Recently, he has redirected his research interests toward high-activation-energy kinetics, an emerging field that has been little explored as of yet. Characterizations, answers to questions and indeed questions themselves are rare in the current literature, despite the fact that they are frequent in a wide range of scientific disciplines.

One important example of high-activation-energy phenomena is chemical reactions that fail to occur, or are delayed, under “normal” conditions, but which are greatly accelerated by catalysts. Under such circumstances, the barrier that prevents or delays the reaction is lowered by an effect of entropy.

Generally speaking, the models that Professor Yelon works with are thermodynamic in nature—in other words, macroscopic—but they often have links to microscopic models, shedding light on mechanisms at the atomic and molecular levels.

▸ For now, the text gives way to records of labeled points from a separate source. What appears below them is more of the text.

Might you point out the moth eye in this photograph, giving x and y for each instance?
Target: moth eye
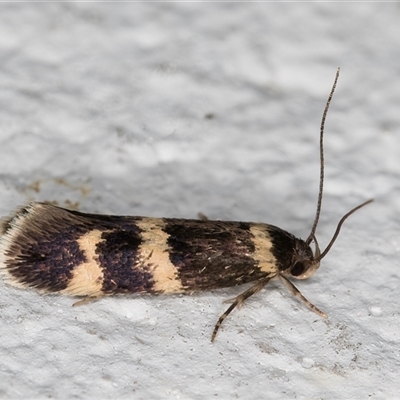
(298, 268)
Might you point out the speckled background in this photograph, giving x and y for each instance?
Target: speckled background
(170, 109)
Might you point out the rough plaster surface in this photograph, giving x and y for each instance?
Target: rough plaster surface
(170, 109)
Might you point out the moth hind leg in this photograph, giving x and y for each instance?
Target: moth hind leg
(238, 301)
(87, 300)
(296, 292)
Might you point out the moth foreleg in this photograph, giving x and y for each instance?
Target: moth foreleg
(296, 292)
(238, 301)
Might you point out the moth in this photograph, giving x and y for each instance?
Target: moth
(56, 250)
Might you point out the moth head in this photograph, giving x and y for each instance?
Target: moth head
(304, 262)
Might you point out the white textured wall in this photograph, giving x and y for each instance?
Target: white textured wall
(103, 107)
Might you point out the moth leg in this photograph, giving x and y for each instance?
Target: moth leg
(296, 292)
(86, 300)
(238, 301)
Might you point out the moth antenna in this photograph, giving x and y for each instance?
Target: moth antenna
(311, 236)
(336, 234)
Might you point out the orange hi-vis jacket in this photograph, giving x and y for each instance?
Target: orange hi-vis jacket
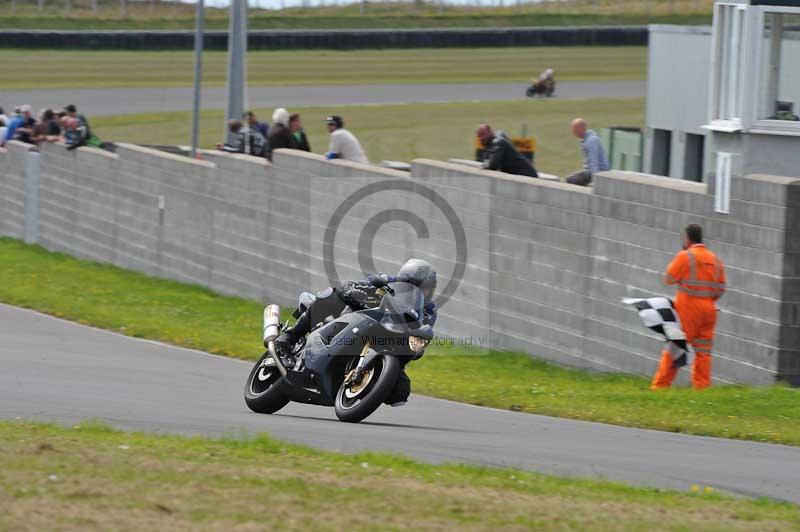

Among other achievements, Professor Yelon and his collaborators have proposed an explanation for experimental observations of what physicians call the Meyer-Neldel Rule (MNR), chemists term the isokinetic relationship (IKR), and biologists refer to as the compensation law. These observations are made when the activation energy is greater than the available thermal energy and excitation energy. At very low temperatures, this is measured in a large fraction of one electron-volt, or more.

Current studies of high-activation-energy kinetics are focused on, notably, organic and amorphous semi-conductors (such as silicon). Professor Yelon maintains collaborations with other department professors, including Edward Sacher, Clara Santato and David Ménard.